Course Page for Fall 2014 - Leachman, Gwen
The first semester of Labor Relations Law, usually offered in the Fall and often referred to as "Labor and Employment Law" is the basic introductory labor course. This course provides a basic introduction to labor and employment law. One goal is to familiarize students with the major rules regulating the terms and conditions of work, including in the area of labor management relations laws, contract law, torts, workers compensation acts, the Fair Labor Standards Act, the Occupational Safety and Health Act. Yet instead of examining these areas of law separately according to their doctrinal categorization, this course is organized topically, around the major issues where employee and employer interests tend to conflict. The interests we examine in some detail include: job security (individual and collective), privacy interests, employee voice and speech rights, the regulation of wages and hours, health and safety, and enforcement options (including court action, administrative enforcement, and arbitration). By examining the law of work through the lens of these interests, the course aims to illustrate how the rules overlap and relate to one another, fostering a more holistic understanding of the multiple legal structures governing the workplace.
A more detailed examination of these and other areas of labor law is provided in a number of advanced courses and seminars, for which "Labor and Employment Law" (the Fall component of Law 745: Labor Relations Law) is a prerequisite. These advanced courses include: "Labor Relations II" (the Spring component of Law 745); Protective Labor Law; and Arbitration. Courses are also offered in Equal Employment Law and the Employee Retirement Income Security Act (ERISA), for which "Labor and Employment Law" is not a prerequisite.
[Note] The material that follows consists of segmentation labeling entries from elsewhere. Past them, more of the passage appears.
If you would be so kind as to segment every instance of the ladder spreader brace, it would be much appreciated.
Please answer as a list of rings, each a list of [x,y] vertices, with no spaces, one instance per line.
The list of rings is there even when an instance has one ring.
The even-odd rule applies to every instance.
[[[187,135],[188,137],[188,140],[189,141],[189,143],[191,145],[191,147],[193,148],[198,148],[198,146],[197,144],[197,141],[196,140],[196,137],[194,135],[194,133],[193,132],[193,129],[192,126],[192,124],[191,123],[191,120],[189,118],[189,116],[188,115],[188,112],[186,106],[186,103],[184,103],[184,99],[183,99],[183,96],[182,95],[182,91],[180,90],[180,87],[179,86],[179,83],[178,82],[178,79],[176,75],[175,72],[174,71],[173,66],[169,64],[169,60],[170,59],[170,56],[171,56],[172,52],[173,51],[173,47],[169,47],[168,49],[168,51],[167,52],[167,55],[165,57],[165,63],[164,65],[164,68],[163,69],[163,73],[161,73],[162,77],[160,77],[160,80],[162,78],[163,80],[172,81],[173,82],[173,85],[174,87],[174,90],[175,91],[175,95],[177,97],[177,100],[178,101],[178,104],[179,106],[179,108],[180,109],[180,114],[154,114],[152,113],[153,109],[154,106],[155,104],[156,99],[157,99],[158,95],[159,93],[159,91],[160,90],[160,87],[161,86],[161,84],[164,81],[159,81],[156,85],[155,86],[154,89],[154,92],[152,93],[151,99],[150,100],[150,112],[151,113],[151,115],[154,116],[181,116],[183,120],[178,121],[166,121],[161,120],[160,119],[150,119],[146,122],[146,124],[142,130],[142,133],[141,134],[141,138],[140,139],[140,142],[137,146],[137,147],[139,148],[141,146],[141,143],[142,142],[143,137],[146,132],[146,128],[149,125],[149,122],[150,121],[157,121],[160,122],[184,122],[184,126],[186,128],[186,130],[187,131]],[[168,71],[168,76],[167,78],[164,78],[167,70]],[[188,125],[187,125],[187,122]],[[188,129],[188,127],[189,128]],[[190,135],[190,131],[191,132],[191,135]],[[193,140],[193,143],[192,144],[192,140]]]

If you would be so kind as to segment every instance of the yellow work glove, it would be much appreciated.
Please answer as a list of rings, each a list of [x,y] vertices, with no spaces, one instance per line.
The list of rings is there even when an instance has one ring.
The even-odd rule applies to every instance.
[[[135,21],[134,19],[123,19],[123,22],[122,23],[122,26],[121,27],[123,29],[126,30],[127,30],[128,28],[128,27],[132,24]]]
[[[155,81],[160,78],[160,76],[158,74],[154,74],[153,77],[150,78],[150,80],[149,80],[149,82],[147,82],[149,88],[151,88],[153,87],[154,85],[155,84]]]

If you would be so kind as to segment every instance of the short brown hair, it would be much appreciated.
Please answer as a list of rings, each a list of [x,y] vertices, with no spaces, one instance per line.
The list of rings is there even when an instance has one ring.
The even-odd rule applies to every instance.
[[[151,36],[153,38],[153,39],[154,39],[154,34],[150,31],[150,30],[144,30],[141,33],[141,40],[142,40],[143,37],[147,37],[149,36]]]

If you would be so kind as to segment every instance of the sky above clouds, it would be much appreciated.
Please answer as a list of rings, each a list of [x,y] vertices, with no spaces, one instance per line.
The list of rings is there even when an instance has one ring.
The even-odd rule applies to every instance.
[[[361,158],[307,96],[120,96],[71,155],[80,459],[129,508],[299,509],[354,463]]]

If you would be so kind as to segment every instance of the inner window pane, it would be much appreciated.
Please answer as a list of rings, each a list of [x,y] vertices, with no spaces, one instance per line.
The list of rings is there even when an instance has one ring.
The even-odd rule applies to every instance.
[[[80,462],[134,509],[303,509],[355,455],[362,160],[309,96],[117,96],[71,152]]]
The second semester of this course, usually offered in the Spring and often referred to as "Labor Relations II" is a detailed examination of the National Labor Relations Act and the Railway Labor Act with an emphasis on representation issues, collective bargaining, protection of individual rights, enforcement of the collective bargaining agreement and regulation of economic weapons used by both management and labor. Student grade is based on completion of simulation assignments based on the typical labor law practice.